Inflation continues to make progress towards the Fed’s 2 percent target. Once that zone is reached to their satisfaction, central bank policymakers are prepared to start cutting interest rates from their two-decade high.
Main Street is incentivized to wait on those pending rate cuts, and that incentive will show up in three key areas of the economy that are highly exposed to the Fed’s rate decision.
The labor market
In 2022, strong demand for workers encouraged people to jump to new jobs to boost their pay. Since then, job opportunities have begun to dry up, with new postings on the decline. Diminishing labor market incentives mean that workers are staying on their jobs longer even as wage growth at their current employers slows.
ADP payroll data shows that turnover at U.S. employers-–the percentage of workers leaving their current jobs–-has fallen from a high of 6.8 percent in August of 2022 to less than 5 percent as of May 2024.
The housing market
Housing plays an important role in the path of inflation. Shelter costs, based on a combination of rental prices and imputed home values, are up 5.2 percent in June from a year earlier. But inflation in shelter slowed to just 0.2 percent in June from the previous month, the slowest pace of growth in more than three years.

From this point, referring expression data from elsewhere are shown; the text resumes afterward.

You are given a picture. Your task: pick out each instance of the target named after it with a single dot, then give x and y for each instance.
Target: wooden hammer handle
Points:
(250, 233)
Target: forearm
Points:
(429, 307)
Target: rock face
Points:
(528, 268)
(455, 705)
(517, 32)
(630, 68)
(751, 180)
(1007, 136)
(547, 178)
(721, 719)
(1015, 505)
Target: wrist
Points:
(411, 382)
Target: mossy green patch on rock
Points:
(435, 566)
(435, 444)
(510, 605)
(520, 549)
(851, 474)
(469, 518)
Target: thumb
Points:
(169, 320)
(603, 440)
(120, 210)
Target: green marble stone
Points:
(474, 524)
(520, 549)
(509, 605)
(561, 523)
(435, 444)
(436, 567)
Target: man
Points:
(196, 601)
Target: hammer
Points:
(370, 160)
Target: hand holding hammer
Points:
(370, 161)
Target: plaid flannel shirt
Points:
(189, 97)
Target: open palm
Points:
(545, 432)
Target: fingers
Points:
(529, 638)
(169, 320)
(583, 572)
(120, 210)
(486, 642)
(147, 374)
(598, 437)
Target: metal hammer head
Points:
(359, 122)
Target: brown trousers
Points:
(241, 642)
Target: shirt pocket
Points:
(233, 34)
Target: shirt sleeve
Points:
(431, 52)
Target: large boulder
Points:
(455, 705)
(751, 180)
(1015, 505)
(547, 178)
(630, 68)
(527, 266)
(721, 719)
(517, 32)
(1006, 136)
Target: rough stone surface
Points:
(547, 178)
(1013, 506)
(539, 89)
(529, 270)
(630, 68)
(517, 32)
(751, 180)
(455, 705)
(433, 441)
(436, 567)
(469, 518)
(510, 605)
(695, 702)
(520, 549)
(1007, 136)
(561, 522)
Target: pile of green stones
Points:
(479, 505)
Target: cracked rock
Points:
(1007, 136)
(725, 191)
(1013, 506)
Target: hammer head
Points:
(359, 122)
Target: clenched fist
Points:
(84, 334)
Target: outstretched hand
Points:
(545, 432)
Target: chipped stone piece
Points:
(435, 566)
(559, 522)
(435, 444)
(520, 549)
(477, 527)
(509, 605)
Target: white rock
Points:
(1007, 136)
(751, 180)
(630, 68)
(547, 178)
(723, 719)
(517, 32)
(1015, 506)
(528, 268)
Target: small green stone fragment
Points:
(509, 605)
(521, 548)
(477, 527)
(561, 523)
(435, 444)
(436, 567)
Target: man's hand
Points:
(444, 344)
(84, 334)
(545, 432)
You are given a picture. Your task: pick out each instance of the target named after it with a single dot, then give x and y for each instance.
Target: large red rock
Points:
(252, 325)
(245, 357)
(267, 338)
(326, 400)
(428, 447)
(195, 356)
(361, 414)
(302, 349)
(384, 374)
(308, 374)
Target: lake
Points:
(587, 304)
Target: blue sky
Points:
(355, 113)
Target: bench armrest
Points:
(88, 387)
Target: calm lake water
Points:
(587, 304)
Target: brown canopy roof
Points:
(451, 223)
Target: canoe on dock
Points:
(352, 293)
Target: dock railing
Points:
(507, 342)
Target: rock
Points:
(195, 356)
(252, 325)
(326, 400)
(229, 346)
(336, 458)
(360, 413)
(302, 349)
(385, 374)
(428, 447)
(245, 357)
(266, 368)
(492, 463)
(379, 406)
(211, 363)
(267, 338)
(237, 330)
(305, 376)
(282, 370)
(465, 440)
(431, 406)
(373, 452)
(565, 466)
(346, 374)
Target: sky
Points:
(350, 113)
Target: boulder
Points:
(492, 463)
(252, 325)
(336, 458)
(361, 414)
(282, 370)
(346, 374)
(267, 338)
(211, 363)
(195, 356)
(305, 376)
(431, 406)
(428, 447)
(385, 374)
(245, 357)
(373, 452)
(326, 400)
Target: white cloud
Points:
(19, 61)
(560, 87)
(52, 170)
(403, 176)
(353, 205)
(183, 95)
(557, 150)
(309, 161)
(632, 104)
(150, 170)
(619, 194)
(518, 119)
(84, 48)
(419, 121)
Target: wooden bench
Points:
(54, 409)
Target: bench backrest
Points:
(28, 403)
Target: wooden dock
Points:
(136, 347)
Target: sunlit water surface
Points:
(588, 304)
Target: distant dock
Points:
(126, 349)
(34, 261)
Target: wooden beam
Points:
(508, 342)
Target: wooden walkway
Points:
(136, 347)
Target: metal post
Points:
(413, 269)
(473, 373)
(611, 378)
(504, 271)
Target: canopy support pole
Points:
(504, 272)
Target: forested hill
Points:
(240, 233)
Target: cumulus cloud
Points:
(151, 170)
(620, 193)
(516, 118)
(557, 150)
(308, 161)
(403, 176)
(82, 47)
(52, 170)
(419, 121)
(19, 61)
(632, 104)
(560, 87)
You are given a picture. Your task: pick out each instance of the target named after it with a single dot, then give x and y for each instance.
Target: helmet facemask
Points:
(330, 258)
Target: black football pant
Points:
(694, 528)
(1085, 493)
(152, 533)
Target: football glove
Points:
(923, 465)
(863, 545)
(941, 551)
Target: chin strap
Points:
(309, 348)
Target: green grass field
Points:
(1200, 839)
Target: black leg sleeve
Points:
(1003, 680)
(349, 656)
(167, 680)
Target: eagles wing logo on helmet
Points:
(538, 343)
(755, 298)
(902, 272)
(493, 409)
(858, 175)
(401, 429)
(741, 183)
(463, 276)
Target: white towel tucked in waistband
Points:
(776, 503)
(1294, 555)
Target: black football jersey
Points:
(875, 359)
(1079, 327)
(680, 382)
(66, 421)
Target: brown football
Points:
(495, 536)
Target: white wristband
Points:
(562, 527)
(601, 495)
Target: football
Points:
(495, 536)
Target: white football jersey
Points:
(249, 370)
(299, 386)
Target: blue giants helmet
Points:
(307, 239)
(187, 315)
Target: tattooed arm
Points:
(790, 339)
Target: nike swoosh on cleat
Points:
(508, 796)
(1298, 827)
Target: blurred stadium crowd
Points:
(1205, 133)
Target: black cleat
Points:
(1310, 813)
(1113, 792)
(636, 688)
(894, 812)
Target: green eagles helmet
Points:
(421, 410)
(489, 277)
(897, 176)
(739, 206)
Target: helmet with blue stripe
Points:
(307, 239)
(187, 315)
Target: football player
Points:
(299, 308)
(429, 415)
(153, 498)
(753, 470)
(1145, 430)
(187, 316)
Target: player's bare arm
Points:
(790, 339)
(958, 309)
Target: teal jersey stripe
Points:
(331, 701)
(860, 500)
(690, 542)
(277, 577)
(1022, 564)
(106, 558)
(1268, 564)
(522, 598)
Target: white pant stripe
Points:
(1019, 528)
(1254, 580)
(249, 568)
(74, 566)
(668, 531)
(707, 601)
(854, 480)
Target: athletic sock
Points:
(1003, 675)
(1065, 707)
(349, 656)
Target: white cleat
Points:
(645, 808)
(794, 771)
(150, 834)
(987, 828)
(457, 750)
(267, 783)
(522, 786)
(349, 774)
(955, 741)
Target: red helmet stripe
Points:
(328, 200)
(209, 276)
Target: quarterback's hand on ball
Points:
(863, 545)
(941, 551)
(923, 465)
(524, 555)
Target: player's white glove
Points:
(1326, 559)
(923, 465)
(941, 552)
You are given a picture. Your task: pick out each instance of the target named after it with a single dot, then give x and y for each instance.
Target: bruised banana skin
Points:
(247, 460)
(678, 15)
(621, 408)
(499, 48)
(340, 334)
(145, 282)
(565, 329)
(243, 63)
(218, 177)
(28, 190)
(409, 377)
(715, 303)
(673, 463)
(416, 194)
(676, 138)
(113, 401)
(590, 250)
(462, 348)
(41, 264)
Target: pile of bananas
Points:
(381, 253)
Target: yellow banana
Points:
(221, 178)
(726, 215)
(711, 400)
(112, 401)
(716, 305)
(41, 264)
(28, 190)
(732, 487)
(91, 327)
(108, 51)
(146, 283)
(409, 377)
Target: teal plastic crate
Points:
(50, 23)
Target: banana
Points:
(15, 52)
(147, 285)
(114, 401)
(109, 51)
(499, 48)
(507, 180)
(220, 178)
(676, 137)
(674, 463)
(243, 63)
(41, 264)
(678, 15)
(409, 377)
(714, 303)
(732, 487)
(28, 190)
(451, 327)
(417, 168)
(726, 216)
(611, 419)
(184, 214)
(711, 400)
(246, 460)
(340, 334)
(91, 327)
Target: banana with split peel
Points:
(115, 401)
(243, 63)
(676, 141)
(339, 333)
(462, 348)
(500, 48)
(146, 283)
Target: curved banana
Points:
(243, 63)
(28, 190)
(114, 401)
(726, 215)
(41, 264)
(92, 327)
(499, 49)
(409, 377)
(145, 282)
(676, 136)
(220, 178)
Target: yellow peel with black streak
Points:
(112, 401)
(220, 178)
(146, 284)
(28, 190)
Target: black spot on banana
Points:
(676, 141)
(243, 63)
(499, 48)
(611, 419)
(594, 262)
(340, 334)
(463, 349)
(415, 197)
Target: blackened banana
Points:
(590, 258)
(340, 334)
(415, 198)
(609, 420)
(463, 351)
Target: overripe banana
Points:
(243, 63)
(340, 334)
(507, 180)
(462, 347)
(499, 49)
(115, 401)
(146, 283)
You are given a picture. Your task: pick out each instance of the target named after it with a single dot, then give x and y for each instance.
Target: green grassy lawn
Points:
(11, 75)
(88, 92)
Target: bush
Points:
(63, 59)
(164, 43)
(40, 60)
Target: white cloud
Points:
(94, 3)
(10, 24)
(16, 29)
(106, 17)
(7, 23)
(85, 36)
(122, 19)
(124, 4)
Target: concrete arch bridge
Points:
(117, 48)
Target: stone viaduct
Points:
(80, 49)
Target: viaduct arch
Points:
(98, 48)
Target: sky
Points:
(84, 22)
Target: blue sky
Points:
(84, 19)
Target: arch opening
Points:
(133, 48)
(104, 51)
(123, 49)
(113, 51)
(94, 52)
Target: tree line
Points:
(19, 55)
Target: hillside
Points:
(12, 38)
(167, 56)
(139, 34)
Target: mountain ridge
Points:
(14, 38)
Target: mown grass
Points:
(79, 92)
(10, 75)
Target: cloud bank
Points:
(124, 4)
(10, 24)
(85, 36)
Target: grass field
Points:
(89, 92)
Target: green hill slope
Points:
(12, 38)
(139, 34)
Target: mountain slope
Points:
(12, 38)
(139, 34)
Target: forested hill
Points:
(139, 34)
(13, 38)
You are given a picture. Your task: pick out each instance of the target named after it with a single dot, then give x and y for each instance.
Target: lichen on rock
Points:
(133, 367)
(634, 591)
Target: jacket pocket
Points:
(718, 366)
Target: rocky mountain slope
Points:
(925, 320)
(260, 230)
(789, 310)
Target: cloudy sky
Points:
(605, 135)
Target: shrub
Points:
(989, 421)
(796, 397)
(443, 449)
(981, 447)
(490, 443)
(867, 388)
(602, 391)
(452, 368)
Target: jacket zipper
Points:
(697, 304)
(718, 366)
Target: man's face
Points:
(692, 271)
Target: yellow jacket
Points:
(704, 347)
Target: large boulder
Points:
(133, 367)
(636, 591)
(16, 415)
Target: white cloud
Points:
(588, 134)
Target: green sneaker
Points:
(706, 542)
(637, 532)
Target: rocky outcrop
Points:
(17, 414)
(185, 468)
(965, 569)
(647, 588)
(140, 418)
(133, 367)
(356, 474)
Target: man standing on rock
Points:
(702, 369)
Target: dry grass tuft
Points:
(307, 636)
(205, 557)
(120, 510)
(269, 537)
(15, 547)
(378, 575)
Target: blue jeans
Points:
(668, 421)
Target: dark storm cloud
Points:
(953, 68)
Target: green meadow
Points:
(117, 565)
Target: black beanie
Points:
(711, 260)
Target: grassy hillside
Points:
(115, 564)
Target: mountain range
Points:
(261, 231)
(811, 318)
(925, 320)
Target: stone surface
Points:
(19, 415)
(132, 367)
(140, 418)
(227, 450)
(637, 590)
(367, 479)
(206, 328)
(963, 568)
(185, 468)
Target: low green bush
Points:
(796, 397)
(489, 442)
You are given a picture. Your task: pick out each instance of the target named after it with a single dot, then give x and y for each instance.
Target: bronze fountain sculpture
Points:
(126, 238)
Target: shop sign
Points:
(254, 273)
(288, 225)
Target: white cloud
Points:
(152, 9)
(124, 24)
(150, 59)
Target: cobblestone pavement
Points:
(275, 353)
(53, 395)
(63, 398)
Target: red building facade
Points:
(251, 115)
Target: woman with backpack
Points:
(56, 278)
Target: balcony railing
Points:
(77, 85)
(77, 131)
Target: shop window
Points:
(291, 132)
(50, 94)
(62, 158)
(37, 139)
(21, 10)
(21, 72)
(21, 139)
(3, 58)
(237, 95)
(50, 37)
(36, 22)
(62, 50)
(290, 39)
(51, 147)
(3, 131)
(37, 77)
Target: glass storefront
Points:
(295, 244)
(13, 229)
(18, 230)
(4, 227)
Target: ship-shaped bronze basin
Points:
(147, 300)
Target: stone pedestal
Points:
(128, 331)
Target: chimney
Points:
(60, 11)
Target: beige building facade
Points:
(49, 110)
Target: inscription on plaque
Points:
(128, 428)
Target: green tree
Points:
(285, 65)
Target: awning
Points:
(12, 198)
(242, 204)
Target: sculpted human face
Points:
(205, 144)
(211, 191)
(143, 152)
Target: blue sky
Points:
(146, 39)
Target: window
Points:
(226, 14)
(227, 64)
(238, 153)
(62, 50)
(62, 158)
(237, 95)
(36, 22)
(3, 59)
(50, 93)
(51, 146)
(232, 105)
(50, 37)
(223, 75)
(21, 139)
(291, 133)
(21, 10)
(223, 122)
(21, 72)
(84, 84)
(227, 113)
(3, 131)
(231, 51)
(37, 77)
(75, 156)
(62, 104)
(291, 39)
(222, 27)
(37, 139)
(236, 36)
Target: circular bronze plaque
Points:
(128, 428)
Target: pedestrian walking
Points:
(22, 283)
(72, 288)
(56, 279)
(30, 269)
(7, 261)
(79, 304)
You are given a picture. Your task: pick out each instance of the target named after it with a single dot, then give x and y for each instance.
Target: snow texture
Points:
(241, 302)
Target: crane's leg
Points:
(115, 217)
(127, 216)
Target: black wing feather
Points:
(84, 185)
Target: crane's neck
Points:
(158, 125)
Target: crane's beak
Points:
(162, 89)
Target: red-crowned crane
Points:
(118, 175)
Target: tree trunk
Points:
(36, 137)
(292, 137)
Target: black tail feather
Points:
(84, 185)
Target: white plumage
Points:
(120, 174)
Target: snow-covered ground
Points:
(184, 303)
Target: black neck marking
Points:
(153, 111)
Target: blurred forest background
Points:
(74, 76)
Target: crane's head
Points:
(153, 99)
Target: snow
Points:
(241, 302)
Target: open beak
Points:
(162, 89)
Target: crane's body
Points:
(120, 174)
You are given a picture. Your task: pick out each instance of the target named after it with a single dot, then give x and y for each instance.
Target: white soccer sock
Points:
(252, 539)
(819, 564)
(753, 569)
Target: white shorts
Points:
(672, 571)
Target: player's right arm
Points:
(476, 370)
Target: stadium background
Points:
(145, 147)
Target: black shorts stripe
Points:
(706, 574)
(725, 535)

High mortgage rates are putting the brakes on sales, as would-be homebuyers hold out for cheaper borrowing and more inventory.
Small business loans
Small businesses have been heavily affected by current interest rates. Over the last year, demand for small business loans has decreased substantially. Growth in small business loans swelled in early 2023, jumping 8 percent year over year. As interest rates have risen and held at higher levels, year-over-year growth in small business loans outstanding was less than 1 percent in May.
This slowdown in loan demand might signal that small businesses are delaying hiring and investment until they can secure cheaper financing.
My take
The theory of economic incentives, like most of economics, provides a useful heuristic to abstract the role of human traits that are hard to forecast, such as emotions, laziness, or generosity.
Whether it’s waiting for the perfect time to trade in a leased car, finance a big purchase, or secure a business loan, individual economic decisions hew closely to Federal Reserve decisions to cut rates, and by how much.
The incentive to wait will become much stronger the closer inflation gets to the Fed’s comfort zone. Main Street’s patience means that growth could slow in the second and third quarter, as people and businesses delay their spending and investment decisions in hopes of a rate cut this fall.
The week
Tuesday: Retail sales and business inventories data from the Department of Commerce will tell us whether consumers are pulling back on spending at higher prices. Worth watching is durable goods sales, because those items tend to me more expensive and tied more directly to borrowing costs. A buildup in inventories also could signal softening demand.
Wednesday: The Census Bureau will release data on residential construction, including housing starts and new permits. Interest rates have slowed both the supply and the demand for new homes. This data will reveal whether homebuilders are revving up plans for new construction as the likelihood of a Fed rate cut increases.
Thursday: Weekly initial jobless claims from the Department of Labor will get even more than the usual attention as economists look for more evidence of a cooling job market.